“Oh-h!” moaned Betty Burd dolefully. “If you were saying only ten days more before Betty Burd’s funeral, I wouldn’t feel a bit more dismal about it!”
“Cheer up, little one,” Adele said brightly. “You are getting on famously. Can you spell ‘believe’ to-day?”
“B-e-l-i-e-v-e,” Betty replied with a faint attempt at a smile. “I do believe,” she added with conviction, “that whoever made up the English language tried to tangle the letters in it just as much as possible.”
“Those old sages didn’t know about your pony, Betsy, or they never would have done it,” Bertha Angel gayly remarked, and then the last bell called them to their classes.
This unusual application to her studies at last began to tell on Betty, and as the fatal day drew near she visibly drooped.
“George!” Mrs. Burd exclaimed one morning, when Betty, after having sat listlessly at the table, finally departed for school without having touched her breakfast. “If you do not forbid Betty’s studying so hard, I shall do so myself. She’s all I have left in the world, now that her daddy is gone, and I don’t care if she never, never learns to spell. If you wanted to give her a pony, why didn’t you do so without making her work so hard for it?”
George Wainwright had been unusually busy in his city office of late, and was seldom at the table when Betty was there, and as for the examinations, he had quite forgotten about them. But that night he was home for dinner, and he noticed how pale was the little girl whom he so dearly loved, and when she refused to eat chocolate pudding and whipped cream, her very favorite dessert, then, indeed, did his conscience smite him, and he decided to take the child out of school at once and get the pony, that she might ride and bring the roses back to her cheeks. And so it was that he asked her to walk with him in the garden while he had his after-dinner smoke.
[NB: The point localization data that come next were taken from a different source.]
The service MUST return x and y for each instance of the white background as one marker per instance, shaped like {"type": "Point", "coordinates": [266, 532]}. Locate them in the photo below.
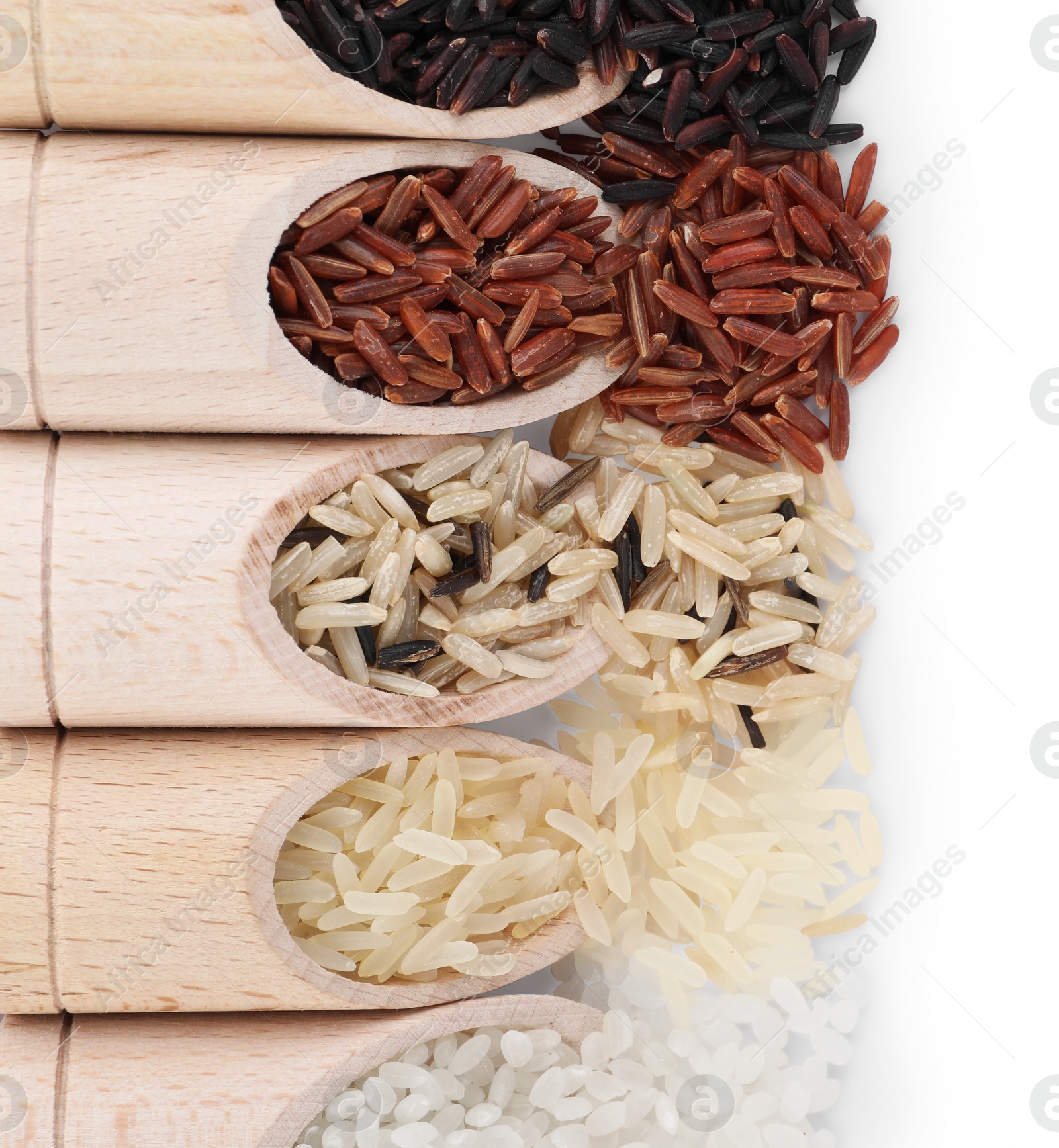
{"type": "Point", "coordinates": [959, 668]}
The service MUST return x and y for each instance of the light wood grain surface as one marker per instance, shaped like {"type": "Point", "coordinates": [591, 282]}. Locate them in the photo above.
{"type": "Point", "coordinates": [26, 466]}
{"type": "Point", "coordinates": [21, 84]}
{"type": "Point", "coordinates": [181, 531]}
{"type": "Point", "coordinates": [31, 1057]}
{"type": "Point", "coordinates": [228, 66]}
{"type": "Point", "coordinates": [160, 851]}
{"type": "Point", "coordinates": [156, 317]}
{"type": "Point", "coordinates": [17, 153]}
{"type": "Point", "coordinates": [26, 772]}
{"type": "Point", "coordinates": [232, 1081]}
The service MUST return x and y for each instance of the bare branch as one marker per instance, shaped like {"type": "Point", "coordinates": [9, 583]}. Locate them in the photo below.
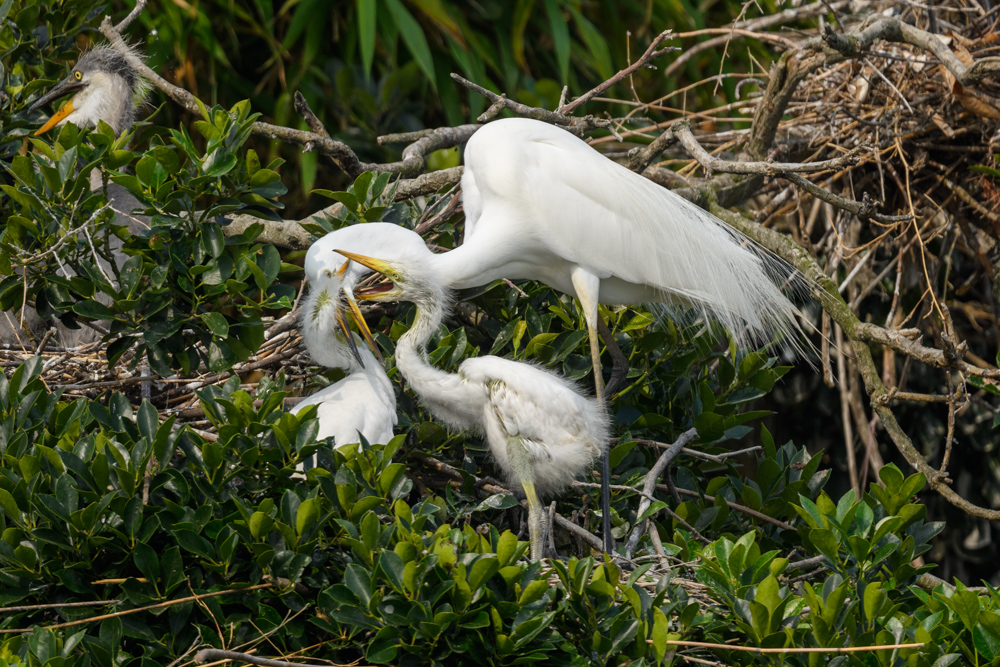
{"type": "Point", "coordinates": [643, 61]}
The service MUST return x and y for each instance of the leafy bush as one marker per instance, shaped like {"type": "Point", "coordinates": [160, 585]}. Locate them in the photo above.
{"type": "Point", "coordinates": [100, 502]}
{"type": "Point", "coordinates": [186, 293]}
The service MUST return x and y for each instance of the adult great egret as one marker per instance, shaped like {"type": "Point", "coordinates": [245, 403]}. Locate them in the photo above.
{"type": "Point", "coordinates": [540, 429]}
{"type": "Point", "coordinates": [104, 87]}
{"type": "Point", "coordinates": [363, 401]}
{"type": "Point", "coordinates": [542, 204]}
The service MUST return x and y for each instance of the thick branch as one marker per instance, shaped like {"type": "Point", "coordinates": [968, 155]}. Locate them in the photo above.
{"type": "Point", "coordinates": [840, 312]}
{"type": "Point", "coordinates": [682, 132]}
{"type": "Point", "coordinates": [643, 61]}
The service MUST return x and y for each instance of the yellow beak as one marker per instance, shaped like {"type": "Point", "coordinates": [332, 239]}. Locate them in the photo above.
{"type": "Point", "coordinates": [359, 320]}
{"type": "Point", "coordinates": [64, 111]}
{"type": "Point", "coordinates": [370, 262]}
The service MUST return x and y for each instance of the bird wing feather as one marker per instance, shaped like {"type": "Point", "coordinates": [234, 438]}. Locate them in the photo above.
{"type": "Point", "coordinates": [552, 189]}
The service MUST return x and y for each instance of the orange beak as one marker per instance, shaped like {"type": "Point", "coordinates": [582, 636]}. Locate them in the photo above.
{"type": "Point", "coordinates": [64, 111]}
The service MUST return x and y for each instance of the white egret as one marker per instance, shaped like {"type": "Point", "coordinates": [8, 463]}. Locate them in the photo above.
{"type": "Point", "coordinates": [541, 430]}
{"type": "Point", "coordinates": [104, 87]}
{"type": "Point", "coordinates": [542, 204]}
{"type": "Point", "coordinates": [363, 402]}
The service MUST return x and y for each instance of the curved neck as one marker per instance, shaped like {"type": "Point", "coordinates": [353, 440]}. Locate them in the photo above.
{"type": "Point", "coordinates": [411, 351]}
{"type": "Point", "coordinates": [476, 262]}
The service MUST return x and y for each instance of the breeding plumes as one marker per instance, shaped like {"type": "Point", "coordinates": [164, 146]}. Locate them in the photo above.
{"type": "Point", "coordinates": [104, 87]}
{"type": "Point", "coordinates": [541, 430]}
{"type": "Point", "coordinates": [363, 401]}
{"type": "Point", "coordinates": [541, 204]}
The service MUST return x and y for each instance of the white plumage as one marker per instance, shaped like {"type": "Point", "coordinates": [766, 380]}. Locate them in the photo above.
{"type": "Point", "coordinates": [363, 401]}
{"type": "Point", "coordinates": [105, 88]}
{"type": "Point", "coordinates": [541, 430]}
{"type": "Point", "coordinates": [541, 204]}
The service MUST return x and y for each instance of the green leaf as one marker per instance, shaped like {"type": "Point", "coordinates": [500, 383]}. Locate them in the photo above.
{"type": "Point", "coordinates": [560, 38]}
{"type": "Point", "coordinates": [506, 548]}
{"type": "Point", "coordinates": [966, 606]}
{"type": "Point", "coordinates": [9, 506]}
{"type": "Point", "coordinates": [148, 420]}
{"type": "Point", "coordinates": [216, 323]}
{"type": "Point", "coordinates": [367, 13]}
{"type": "Point", "coordinates": [307, 515]}
{"type": "Point", "coordinates": [358, 581]}
{"type": "Point", "coordinates": [498, 501]}
{"type": "Point", "coordinates": [413, 37]}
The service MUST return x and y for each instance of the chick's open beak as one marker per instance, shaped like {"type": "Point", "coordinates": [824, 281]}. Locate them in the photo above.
{"type": "Point", "coordinates": [359, 320]}
{"type": "Point", "coordinates": [386, 291]}
{"type": "Point", "coordinates": [64, 87]}
{"type": "Point", "coordinates": [349, 335]}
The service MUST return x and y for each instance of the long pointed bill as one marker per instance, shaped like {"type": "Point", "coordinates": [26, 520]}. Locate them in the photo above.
{"type": "Point", "coordinates": [342, 323]}
{"type": "Point", "coordinates": [64, 111]}
{"type": "Point", "coordinates": [359, 320]}
{"type": "Point", "coordinates": [64, 87]}
{"type": "Point", "coordinates": [370, 262]}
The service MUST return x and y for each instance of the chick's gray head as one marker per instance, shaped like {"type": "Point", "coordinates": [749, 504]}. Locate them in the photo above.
{"type": "Point", "coordinates": [104, 86]}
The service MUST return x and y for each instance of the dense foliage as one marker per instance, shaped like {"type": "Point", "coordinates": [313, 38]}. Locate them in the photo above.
{"type": "Point", "coordinates": [403, 553]}
{"type": "Point", "coordinates": [103, 502]}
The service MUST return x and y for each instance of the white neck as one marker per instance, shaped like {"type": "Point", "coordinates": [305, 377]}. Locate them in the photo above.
{"type": "Point", "coordinates": [446, 395]}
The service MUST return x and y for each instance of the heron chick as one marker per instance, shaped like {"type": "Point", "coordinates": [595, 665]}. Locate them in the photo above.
{"type": "Point", "coordinates": [363, 402]}
{"type": "Point", "coordinates": [104, 86]}
{"type": "Point", "coordinates": [542, 431]}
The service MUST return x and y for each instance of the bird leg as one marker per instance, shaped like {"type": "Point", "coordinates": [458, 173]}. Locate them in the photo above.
{"type": "Point", "coordinates": [595, 356]}
{"type": "Point", "coordinates": [588, 287]}
{"type": "Point", "coordinates": [520, 461]}
{"type": "Point", "coordinates": [619, 369]}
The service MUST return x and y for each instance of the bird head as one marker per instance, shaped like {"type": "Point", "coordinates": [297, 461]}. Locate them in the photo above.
{"type": "Point", "coordinates": [324, 327]}
{"type": "Point", "coordinates": [408, 251]}
{"type": "Point", "coordinates": [406, 277]}
{"type": "Point", "coordinates": [104, 87]}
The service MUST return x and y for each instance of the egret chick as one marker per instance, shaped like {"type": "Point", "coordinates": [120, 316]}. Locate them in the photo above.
{"type": "Point", "coordinates": [104, 87]}
{"type": "Point", "coordinates": [541, 430]}
{"type": "Point", "coordinates": [363, 402]}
This was always a treat to Betty, and she went with him gladly. After they had walked up and down the gravelly paths a few times, Uncle George asked suddenly, “And how’s the spelling getting on, Betsy Bobbets?”
“Well,” said Betty with a sigh, “I’ve got the ‘i-e’ right at last, and if they will examine me on that I am sure to be perfect; that is, I shall be if it’s a written examination. But, oh, Uncle George, if the principal, Mr. Dickerson, comes in and gives us an oral one, I won’t be able to spell one single word. I get so scared when he asks me a question; something clutches at my throat, and everything turns black before me, and even the words that I know I know, I just don’t know at all.”
Uncle George laughed at the twisted sentence, and then he drew the little girl down on a bench beside him.